LEADING BY SUPPORTING

Above all, the United Kingdom can increase its resilience by leveraging its strategic partnerships with key democratic partners. Already the U.S. partnership in intelligence and nuclear technology shows how trusted allies can add strength and reduce costs. Looking more widely, it is possible to envision a more integrated trade network reducing dependence on unreliable sources. As history has shown, trade is not just about profit. Britain and the United States could provide a new axis of growth by enabling their services to connect and empower development worldwide, challenging China’s debt webs. From individual states to the federal government, that openness would strengthen the welfare of U.S. and British citizens and open markets for millions.

This goes beyond major allies. In recent years, many countries have stepped up to lead in the face of growing threats from autocratic regimes. In defense of democracy, Lithuania has been clear and strong in standing up for Taiwan. In setting new standards for digital governance, Estonia has been a global leader in areas ranging from digital public services to cybersecurity, and since 2008, it has hosted NATO’s Cooperative Cyber Defense Center of Excellence, which allows alliance members to share information and develop new strategies to counter cyberwarfare. For both countries, strong British support could enhance the reach of such efforts and help them deliver for their own people as well as for the United Kingdom. By backing other similar initiatives, the British government could strengthen its allies and encourage stability and democratic values.
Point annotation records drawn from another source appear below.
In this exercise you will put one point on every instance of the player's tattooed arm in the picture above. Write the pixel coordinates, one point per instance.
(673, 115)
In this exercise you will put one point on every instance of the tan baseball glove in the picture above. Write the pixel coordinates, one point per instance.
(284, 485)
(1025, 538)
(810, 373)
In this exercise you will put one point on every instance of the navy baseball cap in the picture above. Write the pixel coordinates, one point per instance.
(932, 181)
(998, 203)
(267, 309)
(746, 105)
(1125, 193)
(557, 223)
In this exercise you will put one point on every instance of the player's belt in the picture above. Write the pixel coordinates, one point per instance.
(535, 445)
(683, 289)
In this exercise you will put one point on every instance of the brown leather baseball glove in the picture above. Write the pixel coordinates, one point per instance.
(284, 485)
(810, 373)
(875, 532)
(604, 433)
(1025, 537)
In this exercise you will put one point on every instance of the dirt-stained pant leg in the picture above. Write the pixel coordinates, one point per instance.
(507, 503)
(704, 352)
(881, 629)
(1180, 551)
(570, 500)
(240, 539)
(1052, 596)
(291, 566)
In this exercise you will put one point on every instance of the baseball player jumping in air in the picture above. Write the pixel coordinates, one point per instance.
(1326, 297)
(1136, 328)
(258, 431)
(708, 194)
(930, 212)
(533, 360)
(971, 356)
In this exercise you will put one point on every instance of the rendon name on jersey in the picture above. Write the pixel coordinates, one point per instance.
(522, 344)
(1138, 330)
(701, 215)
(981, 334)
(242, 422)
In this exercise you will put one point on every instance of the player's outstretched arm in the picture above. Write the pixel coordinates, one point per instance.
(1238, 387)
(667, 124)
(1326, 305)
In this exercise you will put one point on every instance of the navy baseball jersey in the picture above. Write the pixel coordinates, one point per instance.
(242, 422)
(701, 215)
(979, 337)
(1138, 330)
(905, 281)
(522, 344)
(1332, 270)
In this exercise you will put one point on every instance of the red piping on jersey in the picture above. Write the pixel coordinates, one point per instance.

This is not just about the United Kingdom, but about the fate of democracy, freedom, and global resilience. The ability of democracies to adapt and rebuild is the main reason they are stronger than autocracies. They can pivot and rebalance, reversing the structural weakness that autocratic forces of centralization inject into our intertwined economies, making every society stronger. The core values of open societies are at stake: the right to choose and change leaders and direction, to criticize and correct, to experiment and succeed, and, yes, to fail. That is good for every nation, however it is governed.

The fracturing of the globalized world into newly assertive nation-states will create friction but, with new forms of cooperation, can be turned into a strength for the world’s democracies, driving them to build new networks with competition and values at their core that can generate the resilience the West needs. That is the role the United Kingdom can play, as it builds more effective alliances and partnerships, but it can only do so if it recognizes the scale of the challenge and mobilizes the forces necessary to achieve them.